Another reason I'd like to have a 'current closure' keyword is that since functions/blocks are first-class, it would make sense if that class had member functions, no? So without the keyword, how would you access those functions from within the function you're currently defining (assuming its anonymous)?

toroidal-code commented 10 years ago

I know you're reserved on using the this keyword, but I feel that it would do want we want, without the parsing ambiguity of the caret. self is used for the running object inside of a method. But this can refer to the running context.

I've always wanted Brick to be as verbose as possible, so I prefer the this.caller.caller style, as this explicitly states that the caller is a property of the context, and this simplifies reading.

If we decide that this carries too much weight from other languages (which it really does, but that's not insurmountable), what about our?

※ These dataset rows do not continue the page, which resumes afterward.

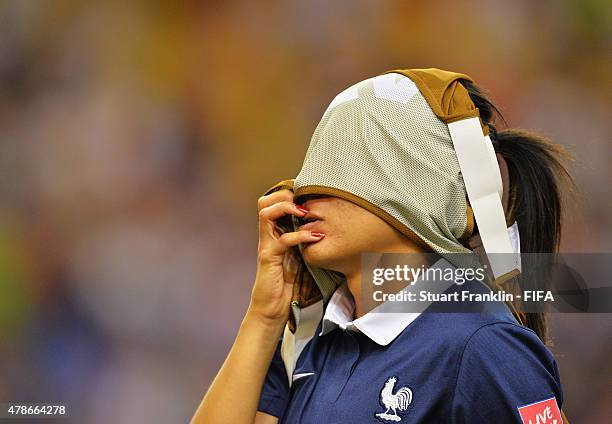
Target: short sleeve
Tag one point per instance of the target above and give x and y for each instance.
(275, 391)
(503, 367)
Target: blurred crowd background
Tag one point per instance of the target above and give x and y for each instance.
(136, 137)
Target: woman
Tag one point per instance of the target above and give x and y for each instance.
(394, 167)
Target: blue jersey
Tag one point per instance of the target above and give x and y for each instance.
(433, 367)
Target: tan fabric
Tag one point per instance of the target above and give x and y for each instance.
(448, 99)
(383, 144)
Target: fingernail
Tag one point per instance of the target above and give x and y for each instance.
(301, 208)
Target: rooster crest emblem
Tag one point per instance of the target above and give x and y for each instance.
(398, 401)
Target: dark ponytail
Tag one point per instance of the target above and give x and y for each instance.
(538, 179)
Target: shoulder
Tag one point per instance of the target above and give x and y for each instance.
(502, 367)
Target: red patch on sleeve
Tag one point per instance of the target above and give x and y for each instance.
(543, 412)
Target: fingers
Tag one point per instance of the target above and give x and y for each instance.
(276, 197)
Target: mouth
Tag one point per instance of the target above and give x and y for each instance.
(307, 223)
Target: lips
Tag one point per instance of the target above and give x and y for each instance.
(309, 222)
(309, 225)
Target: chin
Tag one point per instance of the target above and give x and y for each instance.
(320, 256)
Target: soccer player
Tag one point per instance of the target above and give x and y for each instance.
(407, 161)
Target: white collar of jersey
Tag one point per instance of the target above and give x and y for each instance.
(380, 325)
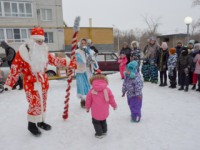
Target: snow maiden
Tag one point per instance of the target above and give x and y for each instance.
(133, 86)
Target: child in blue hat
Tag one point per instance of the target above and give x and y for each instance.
(133, 86)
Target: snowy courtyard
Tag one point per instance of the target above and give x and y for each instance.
(170, 121)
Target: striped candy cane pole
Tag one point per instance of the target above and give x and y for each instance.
(71, 66)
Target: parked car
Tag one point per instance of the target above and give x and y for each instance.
(108, 62)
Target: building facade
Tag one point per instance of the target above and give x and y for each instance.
(18, 17)
(172, 39)
(102, 38)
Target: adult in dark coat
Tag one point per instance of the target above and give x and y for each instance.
(161, 62)
(178, 52)
(10, 56)
(127, 51)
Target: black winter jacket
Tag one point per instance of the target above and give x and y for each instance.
(10, 53)
(161, 59)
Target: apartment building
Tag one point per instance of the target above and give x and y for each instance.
(18, 17)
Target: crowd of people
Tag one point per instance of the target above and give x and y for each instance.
(182, 62)
(33, 57)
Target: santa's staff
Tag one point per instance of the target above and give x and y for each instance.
(71, 66)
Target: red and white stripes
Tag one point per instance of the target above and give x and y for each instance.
(73, 65)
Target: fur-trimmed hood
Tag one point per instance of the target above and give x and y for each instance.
(133, 42)
(25, 54)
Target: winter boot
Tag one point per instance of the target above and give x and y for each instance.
(181, 88)
(33, 129)
(161, 84)
(44, 126)
(194, 87)
(198, 90)
(186, 89)
(165, 82)
(134, 121)
(83, 103)
(99, 136)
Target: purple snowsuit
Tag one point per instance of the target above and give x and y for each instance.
(133, 87)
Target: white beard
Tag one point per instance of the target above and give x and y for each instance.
(39, 58)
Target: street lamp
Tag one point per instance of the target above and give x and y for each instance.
(118, 37)
(188, 21)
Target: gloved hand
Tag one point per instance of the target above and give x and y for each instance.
(186, 70)
(123, 95)
(7, 88)
(139, 98)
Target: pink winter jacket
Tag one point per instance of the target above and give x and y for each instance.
(197, 61)
(122, 61)
(99, 105)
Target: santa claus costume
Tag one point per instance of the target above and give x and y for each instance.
(32, 60)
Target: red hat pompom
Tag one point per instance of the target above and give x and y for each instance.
(99, 71)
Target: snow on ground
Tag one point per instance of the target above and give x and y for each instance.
(170, 121)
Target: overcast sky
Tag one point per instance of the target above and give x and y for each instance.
(126, 14)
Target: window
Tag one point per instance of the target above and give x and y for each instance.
(110, 57)
(46, 14)
(14, 35)
(16, 9)
(100, 58)
(0, 10)
(2, 35)
(48, 37)
(166, 39)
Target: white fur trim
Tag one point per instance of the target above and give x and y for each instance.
(7, 87)
(37, 37)
(24, 53)
(68, 62)
(35, 119)
(82, 97)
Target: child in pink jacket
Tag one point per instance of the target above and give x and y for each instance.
(197, 69)
(122, 63)
(98, 99)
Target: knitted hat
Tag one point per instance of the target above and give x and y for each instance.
(89, 41)
(122, 52)
(153, 62)
(131, 67)
(164, 45)
(191, 42)
(152, 39)
(172, 51)
(180, 42)
(145, 59)
(197, 45)
(125, 43)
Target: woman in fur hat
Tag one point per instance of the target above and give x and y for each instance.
(98, 99)
(133, 86)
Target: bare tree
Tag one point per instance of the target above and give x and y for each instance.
(153, 23)
(195, 3)
(195, 26)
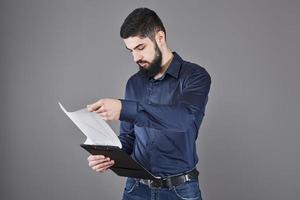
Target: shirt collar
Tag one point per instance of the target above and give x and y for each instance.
(174, 66)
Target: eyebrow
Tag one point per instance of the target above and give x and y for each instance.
(135, 46)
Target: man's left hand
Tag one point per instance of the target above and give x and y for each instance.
(108, 109)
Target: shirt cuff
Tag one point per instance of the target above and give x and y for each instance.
(129, 110)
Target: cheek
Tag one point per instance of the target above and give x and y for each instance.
(148, 55)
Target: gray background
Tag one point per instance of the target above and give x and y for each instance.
(70, 50)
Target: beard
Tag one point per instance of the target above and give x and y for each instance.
(154, 67)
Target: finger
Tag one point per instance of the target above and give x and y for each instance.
(104, 168)
(100, 110)
(95, 157)
(95, 105)
(98, 162)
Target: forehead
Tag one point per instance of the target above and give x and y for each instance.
(132, 42)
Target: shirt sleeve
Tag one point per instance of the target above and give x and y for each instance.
(187, 112)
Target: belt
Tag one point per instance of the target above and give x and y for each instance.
(171, 181)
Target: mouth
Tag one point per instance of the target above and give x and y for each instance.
(143, 64)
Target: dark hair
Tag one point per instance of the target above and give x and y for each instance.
(141, 22)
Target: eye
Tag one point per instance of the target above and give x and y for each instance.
(141, 47)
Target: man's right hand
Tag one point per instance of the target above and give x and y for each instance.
(100, 163)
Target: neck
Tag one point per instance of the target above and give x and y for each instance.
(167, 55)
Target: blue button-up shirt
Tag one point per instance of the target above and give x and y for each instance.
(160, 118)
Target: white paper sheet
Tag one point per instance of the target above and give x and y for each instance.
(93, 127)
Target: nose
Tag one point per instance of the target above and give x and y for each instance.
(136, 56)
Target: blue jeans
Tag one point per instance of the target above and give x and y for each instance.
(135, 190)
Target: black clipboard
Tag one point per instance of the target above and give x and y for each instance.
(124, 164)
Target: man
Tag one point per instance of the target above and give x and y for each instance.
(161, 114)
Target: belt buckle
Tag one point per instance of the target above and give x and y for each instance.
(152, 184)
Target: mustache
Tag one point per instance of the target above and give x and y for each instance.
(141, 62)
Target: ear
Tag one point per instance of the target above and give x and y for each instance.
(160, 37)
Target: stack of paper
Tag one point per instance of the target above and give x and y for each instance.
(97, 131)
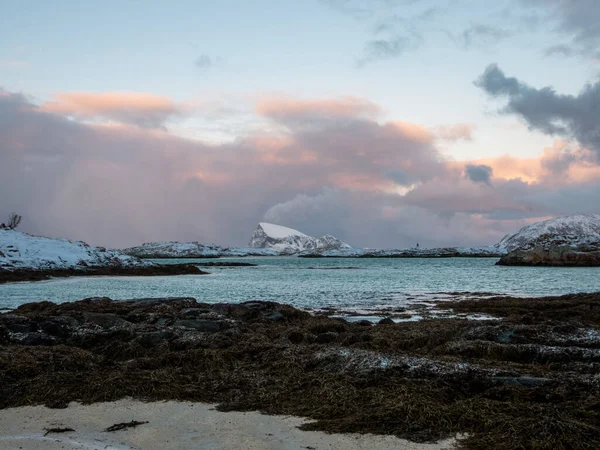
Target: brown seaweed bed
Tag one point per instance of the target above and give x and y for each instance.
(530, 380)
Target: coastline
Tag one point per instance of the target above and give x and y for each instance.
(504, 383)
(18, 275)
(178, 426)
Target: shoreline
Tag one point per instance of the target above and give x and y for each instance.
(505, 383)
(19, 275)
(176, 425)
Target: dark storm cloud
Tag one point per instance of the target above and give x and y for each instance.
(547, 111)
(479, 173)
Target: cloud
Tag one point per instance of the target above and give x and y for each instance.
(204, 62)
(479, 173)
(292, 109)
(338, 169)
(577, 20)
(560, 50)
(481, 36)
(456, 132)
(545, 110)
(381, 49)
(144, 110)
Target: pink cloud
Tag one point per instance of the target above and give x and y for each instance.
(373, 183)
(292, 108)
(457, 132)
(146, 110)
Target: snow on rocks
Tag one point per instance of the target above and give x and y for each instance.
(448, 252)
(289, 241)
(21, 251)
(576, 227)
(563, 241)
(194, 250)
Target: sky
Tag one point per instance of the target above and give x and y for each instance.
(382, 122)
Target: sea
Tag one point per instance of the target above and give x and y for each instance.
(341, 283)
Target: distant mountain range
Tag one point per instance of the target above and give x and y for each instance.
(571, 240)
(289, 241)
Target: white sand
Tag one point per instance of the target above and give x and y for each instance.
(174, 425)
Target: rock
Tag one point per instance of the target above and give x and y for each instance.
(505, 337)
(289, 241)
(386, 321)
(32, 339)
(160, 301)
(4, 336)
(163, 322)
(191, 312)
(296, 337)
(153, 338)
(326, 338)
(575, 243)
(523, 381)
(105, 320)
(205, 326)
(55, 328)
(275, 317)
(235, 311)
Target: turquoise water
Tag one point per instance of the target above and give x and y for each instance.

toroidal-code commented 10 years ago

Functions will have runtime type annotations associated with them, the way that all objects will have types to check at runtime, which is what permits pattern-matching. You can pattern match a function based on its' types.

weswigham commented 10 years ago

our is fairly good, I like it, anyways.

nickserv commented 10 years ago

How about something like this_function instead of our? I like the idea of using our instead of this to avoid overusing this, but I think meaning of our is too similar to this, which could get confusing. People might accidentally assume that they are just aliases to each other.